China mengklaim sebagian besar perairan LCS melalui 9 garis putus-putus, sebelumnya disebut 11 garis putus-putus, atau letter U, yang beririsan dengan wilayah negara-negara Asia Tenggara, yakni Vietnam, Filipina, Malaysia, Brunei Darussalam, serta Indonesia.
China sudah mengklaim kedaulatan atas LCS sejak masa lalu. Namun penggunaan garis untuk merepresentasikan batas wilayahnya pertama kali muncul pada 1930-an sebagai respons atas pencaplokan Kepulauan Spratly oleh Indochina Prancis secara sepihak.

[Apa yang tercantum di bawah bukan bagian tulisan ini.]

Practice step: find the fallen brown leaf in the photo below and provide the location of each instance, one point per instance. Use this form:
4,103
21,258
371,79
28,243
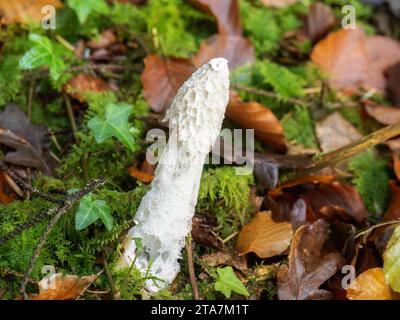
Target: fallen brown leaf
320,20
235,48
225,12
370,285
308,268
264,236
59,287
353,60
24,11
382,114
336,200
162,78
300,181
335,132
81,84
253,115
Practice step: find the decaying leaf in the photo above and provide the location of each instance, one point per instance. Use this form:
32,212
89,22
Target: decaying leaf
25,11
28,140
235,48
393,83
300,181
83,83
335,132
264,236
162,78
369,285
383,114
253,115
59,287
308,267
336,200
352,60
320,20
226,13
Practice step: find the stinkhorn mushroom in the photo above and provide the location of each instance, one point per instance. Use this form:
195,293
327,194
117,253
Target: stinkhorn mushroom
164,217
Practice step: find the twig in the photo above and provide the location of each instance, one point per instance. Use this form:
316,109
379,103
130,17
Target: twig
191,269
71,117
71,200
268,94
27,187
350,150
109,276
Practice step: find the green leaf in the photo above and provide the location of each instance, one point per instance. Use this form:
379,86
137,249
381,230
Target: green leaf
115,125
84,8
391,261
43,53
228,282
90,210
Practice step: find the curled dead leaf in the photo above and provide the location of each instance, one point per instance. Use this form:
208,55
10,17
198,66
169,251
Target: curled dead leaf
308,267
162,78
59,287
370,285
253,115
264,236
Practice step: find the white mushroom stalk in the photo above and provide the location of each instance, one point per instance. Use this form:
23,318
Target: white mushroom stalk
164,217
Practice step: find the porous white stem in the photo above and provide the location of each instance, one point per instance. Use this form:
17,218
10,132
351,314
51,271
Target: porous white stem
164,217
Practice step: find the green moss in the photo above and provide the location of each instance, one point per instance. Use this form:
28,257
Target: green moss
299,127
371,180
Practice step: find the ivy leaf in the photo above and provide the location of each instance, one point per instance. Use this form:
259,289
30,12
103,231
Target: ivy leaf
43,53
115,125
84,8
391,261
90,210
228,282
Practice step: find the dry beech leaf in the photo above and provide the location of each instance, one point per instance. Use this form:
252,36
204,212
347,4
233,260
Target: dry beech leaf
382,114
370,285
278,3
83,83
336,200
162,78
393,83
320,20
7,194
105,39
300,181
253,115
140,175
308,268
352,60
383,52
225,12
235,48
335,132
59,287
24,11
264,236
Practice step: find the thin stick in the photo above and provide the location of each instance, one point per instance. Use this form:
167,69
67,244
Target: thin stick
350,150
191,269
267,94
67,205
71,117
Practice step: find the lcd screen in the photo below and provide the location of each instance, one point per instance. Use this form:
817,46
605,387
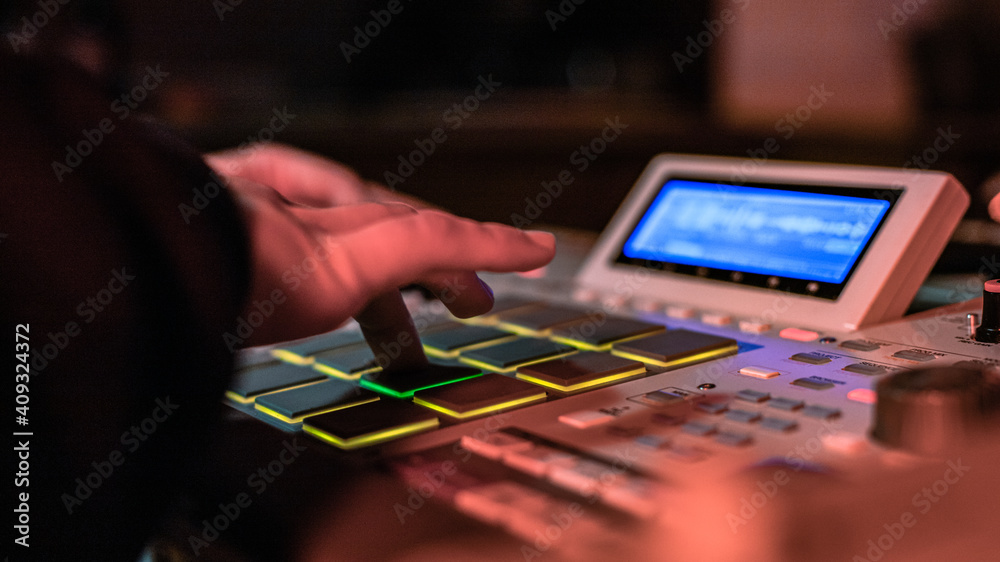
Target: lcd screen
807,239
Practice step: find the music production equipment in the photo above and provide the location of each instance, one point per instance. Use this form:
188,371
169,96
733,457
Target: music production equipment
734,318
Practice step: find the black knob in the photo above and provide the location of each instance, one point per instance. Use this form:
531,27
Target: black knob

Klaim tersebut semakin menjadi-jadi pada 1947 saat pemerintah Republik China menerbitkan peta resmi klaim LCS yang menampilkan 11 garis putus-putus berformasi U. Namun jumlah garis dikurangi menjadi 9 pada 1952 setelah terjadi negosiasi dengan Vietnam terkait kepemilikan Teluk Tonkin.
Sejak itu, China terus mempertahankan 9 garis putus-putus sebagai perimeter visual, meski ditentang oleh lima negara Asia Tenggara serta badan-badan internasional. Pengadilan Arbitrase, dalam putusannya terkait tuntutan Filipina pada 2016, juga menolak klaim China.